My path to becoming an educator, like all things in my life, has not been straight. I fell into first becoming an alternative education provider while working as a college tutor. One day, a man came in looking for a private teacher for his children. For my interview, I was directed to a fenced compound made of multiple hangars inside of a small-town airport where the man, who I later learned was a billionaire and one of the founders of The Internet, lived part-time with his four children and a full time staff, Victorian Aristocracy style.
We parted ways years later when I became a journalist, and, after finishing my undergraduate degrees and acquiring my MFA, I returned to teaching as a college professor at my alma mater of Western Nevada College teaching English Lit, Rhetoric and core composition.
It was during my first year as a college professor that I realized something very drastic had shifted within the educational landscape between the time I had last tutored at the college and returned to teach. I found that my students were missing significant portions of their foundational education, not just in the Three R’s, but in the very building block so understanding how to learn.
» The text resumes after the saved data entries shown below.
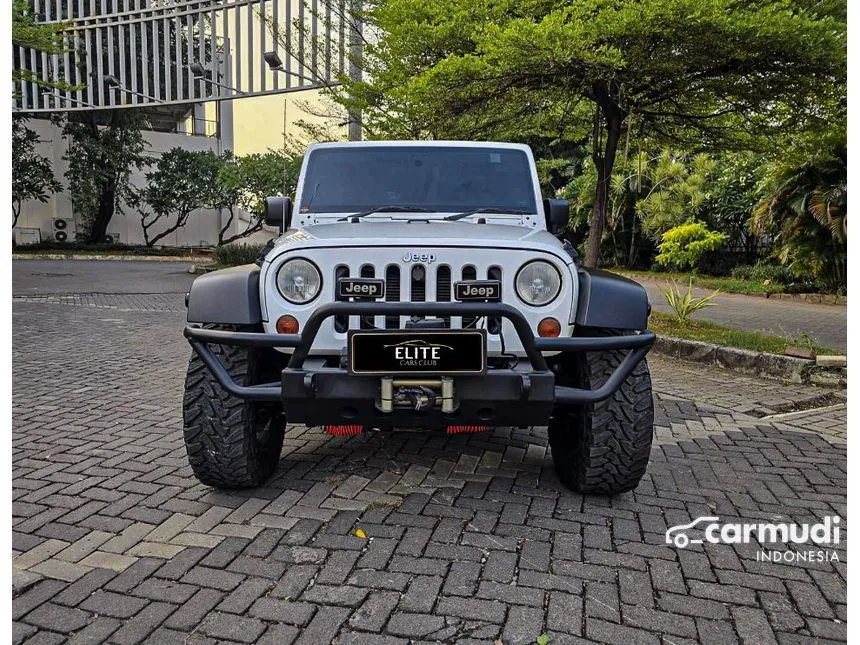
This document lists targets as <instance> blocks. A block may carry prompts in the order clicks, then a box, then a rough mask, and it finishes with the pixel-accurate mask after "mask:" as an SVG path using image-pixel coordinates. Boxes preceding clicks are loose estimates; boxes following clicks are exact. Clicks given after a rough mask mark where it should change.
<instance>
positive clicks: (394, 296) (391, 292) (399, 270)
mask: <svg viewBox="0 0 860 645" xmlns="http://www.w3.org/2000/svg"><path fill="white" fill-rule="evenodd" d="M385 301H386V302H400V267H398V266H397V265H394V264H391V265H389V266H388V268H387V269H385ZM399 327H400V316H386V317H385V328H386V329H398V328H399Z"/></svg>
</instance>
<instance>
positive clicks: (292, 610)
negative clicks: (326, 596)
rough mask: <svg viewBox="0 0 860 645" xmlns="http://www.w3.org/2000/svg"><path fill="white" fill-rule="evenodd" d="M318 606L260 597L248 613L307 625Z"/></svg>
mask: <svg viewBox="0 0 860 645" xmlns="http://www.w3.org/2000/svg"><path fill="white" fill-rule="evenodd" d="M315 611H316V606H315V605H311V604H310V603H306V602H291V601H289V600H281V599H279V598H259V599H257V600H256V601H255V602H254V604H253V605H251V609H250V610H249V611H248V613H249V614H250V615H251V616H255V617H257V618H262V619H263V620H271V621H279V622H282V623H289V624H291V625H307V624H308V622H310V620H311V618H312V617H313V615H314V612H315Z"/></svg>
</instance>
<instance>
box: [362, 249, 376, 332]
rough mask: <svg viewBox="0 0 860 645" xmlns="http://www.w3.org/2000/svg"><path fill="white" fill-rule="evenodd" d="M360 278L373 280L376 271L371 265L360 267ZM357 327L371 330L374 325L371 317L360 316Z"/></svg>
mask: <svg viewBox="0 0 860 645" xmlns="http://www.w3.org/2000/svg"><path fill="white" fill-rule="evenodd" d="M361 277H362V278H374V277H376V270H375V269H374V268H373V265H372V264H365V265H362V267H361ZM359 327H360V328H361V329H373V328H374V327H375V325H374V324H373V316H362V317H361V319H360V320H359Z"/></svg>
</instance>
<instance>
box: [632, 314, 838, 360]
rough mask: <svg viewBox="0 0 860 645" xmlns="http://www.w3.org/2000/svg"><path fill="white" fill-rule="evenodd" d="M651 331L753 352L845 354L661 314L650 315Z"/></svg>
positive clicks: (792, 341) (654, 332) (760, 333)
mask: <svg viewBox="0 0 860 645" xmlns="http://www.w3.org/2000/svg"><path fill="white" fill-rule="evenodd" d="M648 328H649V329H650V330H651V331H653V332H654V333H655V334H657V335H658V336H674V337H676V338H685V339H687V340H700V341H703V342H706V343H713V344H715V345H723V346H725V347H737V348H738V349H749V350H752V351H754V352H768V353H770V354H784V353H785V348H786V347H789V346H799V347H810V348H811V349H813V350H814V351H815V353H816V354H831V355H838V354H842V352H840V351H838V350H835V349H831V348H829V347H821V346H820V345H817V344H815V343H813V342H810V341H811V339H809V338H788V337H784V336H774V335H770V334H762V333H760V332H755V331H744V330H742V329H733V328H731V327H723V326H722V325H717V324H715V323H712V322H709V321H707V320H690V321H689V322H687V323H686V324H682V323H679V322H678V321H677V320H676V319H675V318H673V317H672V316H670V315H669V314H665V313H663V312H660V311H655V312H652V313H651V318H650V319H649V321H648Z"/></svg>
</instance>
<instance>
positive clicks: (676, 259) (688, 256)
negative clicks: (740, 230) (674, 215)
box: [655, 219, 726, 271]
mask: <svg viewBox="0 0 860 645" xmlns="http://www.w3.org/2000/svg"><path fill="white" fill-rule="evenodd" d="M660 237H661V240H662V241H661V242H660V253H659V254H658V255H657V257H656V258H655V259H656V260H657V263H658V264H661V265H663V266H667V267H673V268H676V269H681V270H682V271H683V270H685V269H692V268H695V267H696V265H698V263H699V260H701V259H702V256H703V255H704V254H705V253H708V252H711V251H716V250H717V249H718V248H720V247H721V246H722V245H723V243H724V242H725V241H726V235H725V234H724V233H715V232H714V231H709V230H708V229H707V227H706V226H705V225H704V224H703V223H702V222H697V221H696V220H693V219H691V220H689V221H688V222H686V223H684V224H681V225H680V226H675V227H673V228H670V229H669V230H668V231H666V232H665V233H663V234H662V235H661V236H660Z"/></svg>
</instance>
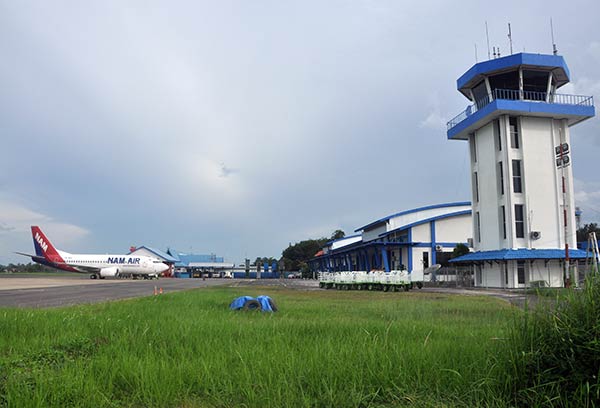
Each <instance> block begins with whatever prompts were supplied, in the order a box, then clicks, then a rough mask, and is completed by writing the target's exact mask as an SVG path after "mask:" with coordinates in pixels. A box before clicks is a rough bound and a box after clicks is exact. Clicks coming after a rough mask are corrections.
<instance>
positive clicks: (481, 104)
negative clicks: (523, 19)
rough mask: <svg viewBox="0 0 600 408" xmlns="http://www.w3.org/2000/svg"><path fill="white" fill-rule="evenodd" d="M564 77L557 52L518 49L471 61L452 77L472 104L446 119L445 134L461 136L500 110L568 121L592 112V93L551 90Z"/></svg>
mask: <svg viewBox="0 0 600 408" xmlns="http://www.w3.org/2000/svg"><path fill="white" fill-rule="evenodd" d="M569 79H570V73H569V68H568V67H567V64H566V62H565V60H564V58H563V57H561V56H559V55H543V54H526V53H520V54H514V55H509V56H507V57H503V58H497V59H493V60H490V61H484V62H480V63H478V64H475V65H473V66H472V67H471V68H470V69H469V70H468V71H467V72H465V73H464V74H463V75H462V76H461V77H460V78H458V80H457V81H456V84H457V88H458V90H459V91H460V92H461V93H462V94H463V95H465V96H466V97H467V98H468V99H469V100H470V101H472V102H474V103H473V104H472V105H469V106H467V108H466V109H465V110H464V111H462V112H461V113H459V114H458V115H456V116H455V117H454V118H453V119H451V120H450V121H449V122H448V124H447V135H448V139H462V140H467V139H468V137H469V134H470V133H472V132H473V131H475V130H477V129H479V128H480V127H482V126H484V125H485V124H487V123H489V122H490V121H491V120H493V119H495V118H496V117H498V116H500V115H514V116H519V115H527V116H536V117H548V118H555V119H567V120H568V123H569V126H572V125H574V124H576V123H579V122H581V121H583V120H585V119H588V118H591V117H593V116H594V115H595V109H594V99H593V97H592V96H584V95H564V94H557V93H556V90H557V89H558V88H560V87H561V86H563V85H565V84H566V83H568V82H569Z"/></svg>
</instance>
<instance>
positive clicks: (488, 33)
mask: <svg viewBox="0 0 600 408" xmlns="http://www.w3.org/2000/svg"><path fill="white" fill-rule="evenodd" d="M485 37H486V38H487V41H488V60H491V59H492V57H491V56H490V34H489V33H488V30H487V21H486V22H485Z"/></svg>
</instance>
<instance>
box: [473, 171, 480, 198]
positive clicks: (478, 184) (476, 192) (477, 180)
mask: <svg viewBox="0 0 600 408" xmlns="http://www.w3.org/2000/svg"><path fill="white" fill-rule="evenodd" d="M474 175H475V202H476V203H478V202H479V179H478V178H477V172H475V174H474Z"/></svg>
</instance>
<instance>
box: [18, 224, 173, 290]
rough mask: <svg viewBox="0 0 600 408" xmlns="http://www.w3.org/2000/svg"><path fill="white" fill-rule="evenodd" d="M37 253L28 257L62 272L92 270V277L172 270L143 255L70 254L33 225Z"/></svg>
mask: <svg viewBox="0 0 600 408" xmlns="http://www.w3.org/2000/svg"><path fill="white" fill-rule="evenodd" d="M31 234H32V236H33V246H34V248H35V255H31V254H26V253H23V252H16V253H17V254H19V255H24V256H28V257H30V258H31V260H32V261H33V262H37V263H39V264H42V265H46V266H50V267H52V268H56V269H60V270H63V271H70V272H78V273H89V274H90V279H98V278H100V279H104V278H107V277H119V276H120V275H133V276H142V277H144V279H150V278H158V276H159V275H160V274H161V273H162V272H165V271H166V270H167V269H169V266H168V265H167V264H165V263H163V262H162V261H159V260H156V259H153V258H150V257H148V256H141V255H96V254H70V253H68V252H65V251H61V250H58V249H56V248H55V247H54V246H53V245H52V243H51V242H50V240H49V239H48V238H46V236H45V235H44V233H43V232H42V230H41V229H40V227H38V226H31Z"/></svg>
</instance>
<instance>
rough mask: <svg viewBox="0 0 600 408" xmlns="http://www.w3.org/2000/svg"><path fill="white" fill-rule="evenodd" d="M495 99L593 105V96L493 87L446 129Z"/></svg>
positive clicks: (480, 108)
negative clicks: (491, 90) (488, 92)
mask: <svg viewBox="0 0 600 408" xmlns="http://www.w3.org/2000/svg"><path fill="white" fill-rule="evenodd" d="M495 99H504V100H512V101H527V102H540V103H551V104H557V105H581V106H594V97H593V96H585V95H567V94H555V93H548V92H538V91H520V90H518V89H516V90H515V89H494V90H493V91H492V93H490V94H488V95H486V96H484V97H483V98H480V99H478V100H476V101H475V103H474V104H472V105H469V106H467V108H466V109H465V110H464V111H462V112H461V113H459V114H458V115H456V116H455V117H454V118H452V119H451V120H450V121H448V123H447V124H446V125H447V129H448V130H450V129H452V128H453V127H454V126H456V125H458V124H459V123H460V122H462V121H463V120H465V119H466V118H468V117H469V116H471V115H472V114H473V113H475V112H477V111H478V110H479V109H482V108H484V107H485V106H487V105H489V104H490V103H491V102H492V101H494V100H495Z"/></svg>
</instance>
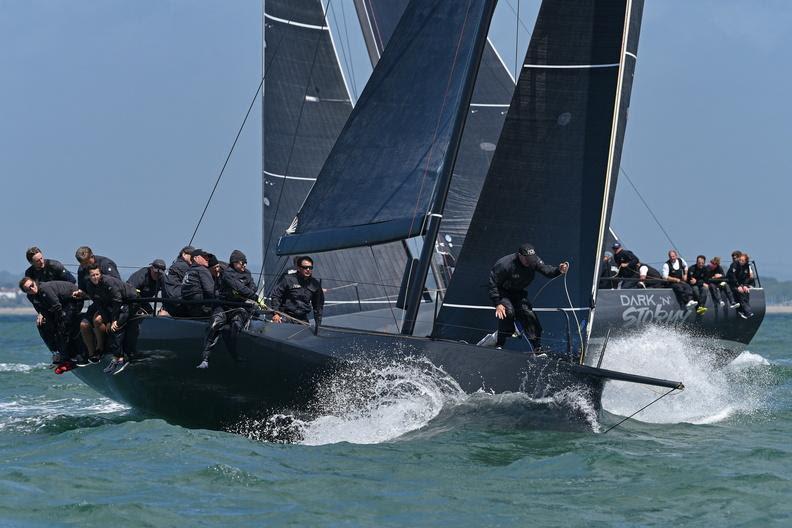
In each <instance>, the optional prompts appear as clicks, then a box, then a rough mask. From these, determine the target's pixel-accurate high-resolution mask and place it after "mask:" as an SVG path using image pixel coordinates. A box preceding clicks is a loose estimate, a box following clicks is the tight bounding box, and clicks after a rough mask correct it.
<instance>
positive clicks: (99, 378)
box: [73, 317, 604, 429]
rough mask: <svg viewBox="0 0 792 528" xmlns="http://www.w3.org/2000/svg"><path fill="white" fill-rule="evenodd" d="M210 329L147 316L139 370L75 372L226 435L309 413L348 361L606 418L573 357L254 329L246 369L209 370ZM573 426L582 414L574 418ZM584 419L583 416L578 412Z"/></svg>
mask: <svg viewBox="0 0 792 528" xmlns="http://www.w3.org/2000/svg"><path fill="white" fill-rule="evenodd" d="M205 332H206V323H203V322H195V321H186V320H175V319H171V318H163V317H156V318H146V319H144V320H143V321H142V322H141V327H140V336H139V338H138V343H137V347H136V348H137V351H136V354H135V356H134V361H133V363H132V364H131V365H130V366H129V367H128V368H127V369H126V370H125V371H124V372H122V373H121V374H120V375H117V376H112V375H108V374H105V373H104V372H102V369H101V366H103V365H104V364H106V362H107V359H106V360H105V362H103V363H102V364H100V365H97V366H91V367H86V368H81V369H77V370H75V371H73V372H74V373H75V375H76V376H77V377H78V378H80V379H81V380H82V381H84V382H85V383H87V384H88V385H90V386H91V387H93V388H94V389H96V390H97V391H99V392H100V393H102V394H104V395H105V396H107V397H109V398H111V399H113V400H116V401H119V402H122V403H126V404H128V405H130V406H132V407H134V408H136V409H139V410H141V411H143V412H145V413H147V414H150V415H153V416H157V417H161V418H164V419H165V420H167V421H169V422H171V423H174V424H178V425H183V426H187V427H201V428H210V429H223V428H228V427H231V426H233V425H234V424H235V423H237V422H239V421H240V420H241V419H244V418H249V417H260V416H263V415H269V414H272V413H277V412H290V413H293V412H298V413H299V412H303V413H309V414H310V413H311V411H312V409H313V407H312V404H313V403H314V398H315V396H316V390H317V387H318V385H319V384H320V383H322V381H323V380H326V379H327V378H328V377H330V376H333V375H334V374H335V373H337V372H338V370H339V369H343V368H346V366H347V365H349V364H350V362H358V361H361V360H371V361H383V360H385V361H387V360H394V359H396V360H398V359H400V358H404V357H405V356H414V357H426V358H427V359H429V360H430V361H431V362H432V363H433V364H434V365H436V366H438V367H441V368H443V370H444V371H445V372H446V373H448V374H449V375H450V376H452V377H453V378H454V380H456V382H457V383H458V384H459V385H460V387H461V388H462V389H463V390H464V391H466V392H468V393H472V392H475V391H478V390H480V389H484V390H487V391H491V392H495V393H502V392H517V391H520V392H525V393H527V394H529V395H531V396H533V397H546V396H551V395H553V394H556V393H558V392H559V391H562V390H565V389H570V388H573V387H574V388H575V389H576V390H581V391H585V392H586V393H587V396H588V398H589V400H590V401H591V402H592V404H593V406H594V408H595V410H597V411H598V410H599V403H600V397H601V394H602V389H603V385H604V378H603V377H602V376H598V375H592V373H591V372H589V371H587V370H586V369H583V368H581V367H579V366H578V365H576V364H574V363H572V362H569V361H568V360H567V359H566V358H560V357H553V356H550V357H549V358H536V357H534V356H533V355H526V354H523V353H521V352H515V351H507V350H493V349H491V348H481V347H476V346H473V345H468V344H464V343H456V342H449V341H437V340H430V339H427V338H410V337H403V336H394V335H377V334H371V333H363V332H355V331H349V330H342V329H332V328H323V329H322V335H320V336H318V337H317V336H314V335H313V334H312V332H311V331H310V330H309V329H307V328H306V327H302V326H298V325H290V324H280V325H276V324H264V323H260V322H254V324H253V325H251V329H250V330H249V331H246V332H243V333H242V334H241V335H240V337H239V346H238V349H239V353H240V358H241V359H242V361H240V362H237V361H235V360H233V359H232V358H231V357H230V355H229V354H228V352H227V350H226V349H225V346H224V345H223V344H222V341H221V343H219V344H218V346H217V349H216V350H215V351H214V353H213V355H212V359H211V362H210V363H211V367H210V368H209V369H206V370H203V369H196V368H195V367H196V365H197V364H198V363H199V362H200V356H201V350H202V346H203V340H204V335H205ZM570 413H571V415H572V416H571V417H572V419H573V420H574V419H575V418H576V416H574V414H575V411H574V410H570ZM577 418H580V420H581V421H585V416H584V414H583V413H581V415H580V416H578V417H577Z"/></svg>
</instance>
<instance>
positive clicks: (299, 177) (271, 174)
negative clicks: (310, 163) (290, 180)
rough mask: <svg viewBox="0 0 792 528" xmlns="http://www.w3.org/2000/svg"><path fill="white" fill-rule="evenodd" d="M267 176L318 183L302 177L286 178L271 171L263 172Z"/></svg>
mask: <svg viewBox="0 0 792 528" xmlns="http://www.w3.org/2000/svg"><path fill="white" fill-rule="evenodd" d="M261 172H263V173H264V174H266V175H267V176H272V177H273V178H280V179H282V180H300V181H316V178H306V177H302V176H286V175H285V174H275V173H274V172H269V171H261Z"/></svg>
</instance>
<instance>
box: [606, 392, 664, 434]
mask: <svg viewBox="0 0 792 528" xmlns="http://www.w3.org/2000/svg"><path fill="white" fill-rule="evenodd" d="M675 390H679V387H672V388H671V389H669V390H668V392H665V393H663V394H662V395H661V396H658V397H657V398H655V399H654V400H652V401H651V402H649V403H647V404H646V405H644V406H643V407H641V408H640V409H638V410H637V411H635V412H634V413H632V414H631V415H630V416H627V417H626V418H624V419H622V420H620V421H619V422H618V423H617V424H615V425H612V426H610V427H608V428H607V429H606V430H605V432H604V433H602V434H607V433H608V431H611V430H613V429H615V428H616V427H619V426H620V425H621V424H623V423H624V422H626V421H627V420H629V419H630V418H632V417H633V416H635V415H636V414H638V413H639V412H641V411H643V410H644V409H646V408H647V407H649V406H650V405H654V404H655V403H657V402H659V401H660V400H662V399H663V398H665V397H666V396H668V395H669V394H671V393H672V392H674V391H675Z"/></svg>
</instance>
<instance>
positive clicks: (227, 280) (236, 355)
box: [198, 249, 258, 368]
mask: <svg viewBox="0 0 792 528" xmlns="http://www.w3.org/2000/svg"><path fill="white" fill-rule="evenodd" d="M228 260H229V265H228V266H227V267H226V268H223V269H221V270H220V272H219V274H218V278H217V293H218V297H219V298H220V299H221V300H223V301H230V302H232V303H233V304H223V305H221V306H217V307H216V308H215V309H214V313H213V315H212V322H211V324H210V325H209V333H208V334H207V336H206V343H205V345H204V351H203V360H202V361H201V364H200V365H198V368H209V356H210V355H211V353H212V349H213V348H214V347H215V345H216V344H217V341H218V340H219V339H220V335H221V334H222V335H223V337H224V340H225V343H226V347H227V348H228V352H229V354H231V357H232V358H234V359H237V358H238V356H237V351H236V342H237V336H238V335H239V332H240V331H241V330H242V328H244V326H245V324H247V322H248V320H249V319H250V311H249V310H248V309H247V308H245V307H244V306H239V304H237V303H241V302H245V301H247V300H252V301H256V300H257V299H258V295H257V294H256V282H255V281H254V280H253V275H251V274H250V271H249V270H248V269H247V257H246V256H245V254H244V253H242V252H241V251H239V250H238V249H235V250H234V251H232V252H231V257H230V258H229V259H228ZM225 328H227V329H228V330H227V333H225V332H224V329H225Z"/></svg>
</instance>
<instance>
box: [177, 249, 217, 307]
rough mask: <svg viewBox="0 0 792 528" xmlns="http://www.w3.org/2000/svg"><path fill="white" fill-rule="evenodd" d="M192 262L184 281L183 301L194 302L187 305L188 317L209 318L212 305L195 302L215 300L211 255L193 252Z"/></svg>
mask: <svg viewBox="0 0 792 528" xmlns="http://www.w3.org/2000/svg"><path fill="white" fill-rule="evenodd" d="M191 260H192V262H191V263H190V268H189V269H188V270H187V273H185V274H184V278H183V279H182V299H184V300H185V301H194V302H191V303H188V304H185V305H184V306H185V313H186V316H187V317H209V316H210V315H211V313H212V308H213V305H212V304H206V305H203V304H199V303H196V302H195V301H202V300H213V299H215V297H216V294H215V280H214V277H212V273H211V272H210V271H209V253H207V252H206V251H204V250H202V249H196V250H194V251H193V252H192V259H191Z"/></svg>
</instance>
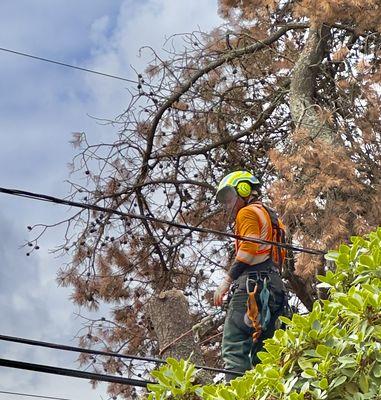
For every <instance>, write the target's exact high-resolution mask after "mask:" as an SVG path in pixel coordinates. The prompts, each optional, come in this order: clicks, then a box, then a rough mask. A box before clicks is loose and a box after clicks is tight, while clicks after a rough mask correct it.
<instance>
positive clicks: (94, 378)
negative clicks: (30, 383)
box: [0, 358, 155, 387]
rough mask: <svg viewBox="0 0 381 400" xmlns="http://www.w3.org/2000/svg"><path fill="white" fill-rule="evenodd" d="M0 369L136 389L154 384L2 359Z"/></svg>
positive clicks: (0, 361)
mask: <svg viewBox="0 0 381 400" xmlns="http://www.w3.org/2000/svg"><path fill="white" fill-rule="evenodd" d="M0 367H7V368H16V369H24V370H27V371H35V372H43V373H45V374H53V375H62V376H70V377H72V378H80V379H90V380H93V381H100V382H111V383H120V384H122V385H129V386H138V387H147V385H148V384H149V383H152V384H154V383H155V382H151V381H147V380H145V379H131V378H123V377H121V376H114V375H104V374H97V373H95V372H86V371H78V370H75V369H68V368H61V367H54V366H52V365H42V364H32V363H26V362H23V361H15V360H8V359H4V358H0Z"/></svg>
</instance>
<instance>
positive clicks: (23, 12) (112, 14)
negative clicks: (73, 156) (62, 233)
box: [0, 0, 219, 400]
mask: <svg viewBox="0 0 381 400" xmlns="http://www.w3.org/2000/svg"><path fill="white" fill-rule="evenodd" d="M216 9H217V5H216V0H192V1H185V0H145V1H133V0H125V1H121V0H113V1H107V0H83V1H79V2H78V1H74V0H55V1H51V0H34V1H33V2H30V1H29V0H4V1H2V2H1V5H0V37H2V38H3V40H2V42H1V43H0V46H3V47H7V48H11V49H15V50H20V51H25V52H30V53H32V54H36V55H40V56H42V57H46V58H53V59H57V60H61V61H64V62H68V63H77V64H78V65H81V66H87V67H90V68H93V69H96V70H99V71H103V72H106V73H110V74H114V75H120V76H123V77H128V78H135V76H134V72H133V70H132V69H131V67H130V65H131V64H132V65H134V66H135V67H136V68H137V69H138V70H143V69H144V66H145V63H146V61H147V58H145V57H141V58H138V53H139V48H140V47H141V46H144V45H149V46H152V47H153V48H155V49H157V50H160V49H161V47H162V44H163V42H164V40H165V37H168V36H170V35H171V34H173V33H179V32H191V31H193V30H196V29H198V27H200V28H201V29H204V30H209V29H210V28H212V27H213V26H215V25H216V24H218V22H219V19H218V17H217V15H216ZM127 87H130V84H128V83H127V82H123V81H118V80H113V79H110V78H106V77H100V76H96V75H90V74H86V73H84V72H80V71H75V70H70V69H67V68H63V67H60V66H56V65H51V64H46V63H41V62H38V61H35V60H30V59H24V58H22V57H19V56H16V55H11V54H7V53H1V52H0V89H1V92H2V96H1V98H0V137H1V139H2V146H1V150H0V152H1V153H0V154H1V156H0V186H6V187H15V188H24V189H27V190H31V191H36V192H43V193H48V194H52V195H57V196H62V195H65V194H67V191H68V186H67V185H65V184H64V183H63V181H64V180H65V179H66V178H67V176H68V171H67V168H66V163H68V162H69V161H70V160H71V158H72V156H73V155H74V151H73V149H72V148H71V146H70V145H69V144H68V142H69V140H70V138H71V132H75V131H86V132H87V134H88V136H89V138H90V140H91V141H97V140H101V139H107V140H108V141H112V140H113V138H115V137H116V131H115V129H114V128H112V127H105V126H100V125H99V124H97V123H96V121H94V120H93V119H91V118H89V117H88V114H89V115H93V116H95V117H105V118H113V117H114V116H116V115H118V114H119V113H120V112H121V111H123V110H124V108H125V107H126V105H127V104H128V96H129V95H128V91H127ZM68 215H69V214H68V210H67V208H66V207H60V206H53V205H50V204H46V203H38V202H34V201H31V200H25V199H16V198H13V197H10V196H4V195H1V196H0V257H1V267H0V289H1V290H0V307H1V309H2V323H1V330H0V331H1V332H0V333H1V334H9V335H15V336H26V337H31V338H34V339H39V340H48V341H56V342H62V343H69V344H76V343H75V341H73V340H72V339H73V337H74V336H75V334H76V332H77V330H78V329H79V328H80V327H81V321H80V320H78V319H75V317H74V316H73V310H74V306H73V305H72V304H71V303H70V301H69V300H68V297H69V292H70V291H69V289H63V288H57V284H56V282H55V274H56V271H57V268H58V266H59V262H60V261H59V260H57V259H55V258H54V256H53V255H51V254H49V253H48V250H47V249H48V248H49V247H50V248H51V247H54V245H56V244H57V243H59V241H60V239H61V238H62V232H61V231H60V229H57V230H55V231H51V232H50V233H49V235H47V236H45V237H44V238H43V240H42V242H41V244H40V245H41V249H40V250H39V251H38V252H36V253H35V254H34V255H32V256H31V257H26V256H25V253H26V251H27V250H26V249H25V248H23V249H20V248H19V245H20V244H22V243H23V242H24V240H25V239H28V232H27V230H26V226H27V225H29V224H30V225H32V224H34V223H51V222H55V221H57V220H59V219H63V218H66V217H67V216H68ZM0 350H1V352H2V356H3V357H9V358H14V359H19V360H24V361H29V362H36V363H38V362H41V363H46V364H53V365H60V366H65V367H67V368H76V367H77V365H76V364H75V358H76V356H74V355H69V354H61V353H58V352H56V351H55V352H53V351H47V350H42V349H34V348H30V347H27V346H21V345H10V344H7V343H1V342H0ZM105 386H106V385H101V387H100V388H98V389H97V390H96V391H95V392H94V391H92V390H91V388H90V385H89V384H88V383H87V382H86V381H81V380H76V379H69V378H63V377H53V376H49V375H42V374H41V375H39V374H36V373H32V372H16V371H13V370H7V369H2V370H1V380H0V388H1V389H0V390H13V391H25V392H30V393H37V394H42V395H51V396H59V397H68V398H73V399H81V400H87V399H98V398H100V395H103V396H104V398H106V397H105V396H106V395H105ZM3 398H4V397H2V395H0V400H1V399H3Z"/></svg>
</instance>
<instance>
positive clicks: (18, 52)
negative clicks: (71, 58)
mask: <svg viewBox="0 0 381 400" xmlns="http://www.w3.org/2000/svg"><path fill="white" fill-rule="evenodd" d="M0 51H5V52H7V53H12V54H16V55H18V56H23V57H29V58H33V59H35V60H39V61H45V62H48V63H52V64H57V65H61V66H63V67H68V68H73V69H78V70H80V71H85V72H90V73H92V74H97V75H102V76H106V77H107V78H113V79H119V80H121V81H125V82H131V83H139V82H136V81H134V80H132V79H127V78H123V77H121V76H117V75H111V74H106V73H104V72H100V71H95V70H93V69H88V68H83V67H77V66H75V65H71V64H67V63H63V62H60V61H56V60H50V59H48V58H43V57H38V56H34V55H32V54H28V53H22V52H21V51H15V50H11V49H6V48H4V47H0Z"/></svg>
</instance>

I burned out almost immediately my first semester trying to help them, but through hours of researching and talking about this with virtually every other person in higher education I could corner, I came to several conclusions:
- The education system is broken, not only here in Nevada but nationwide
- The obsession kids have with screens isn’t just annoying, it is actively harming their cognitive abilities and harming their future capacities for learning
- Only by returning to hands-on, in-person interactions for both play and learning will we be able to save ourselves as a society.
Instead of packing up my kids and driving to some far off utopia where education isn’t broken, I decided I would give it my all to do what I can right up until the final bell where I’ll have to decide whether or not I want to put my toddler into Kindergarten within our broken system, or be forced to homeschool.
But until I have to face that choice, I rounded up friends, family and colleagues and started an educational nonprofit. I named it Hollow Mountain, which focuses on in-person enrichment opportunities for toddlers, kids and teens that prioritizes social, themed project-based learning with community experts as mentors.

You can learn more at https://www.hollowmountainworkshops.org/
Official Educator Bio:
Kelsey Penrose is a college professor and analog education advocate. She holds Bachelors Degrees in English Literature and Anthropology from Arizona State University, and a Masters of Fine Arts in Creative Writing from the University of Nevada at Lake Tahoe. She is the director of Hollow Mountain, a Nevada based 501c3 nonprofit founded with a mission to create community-building opportunities that are hands-on, social and meaningful.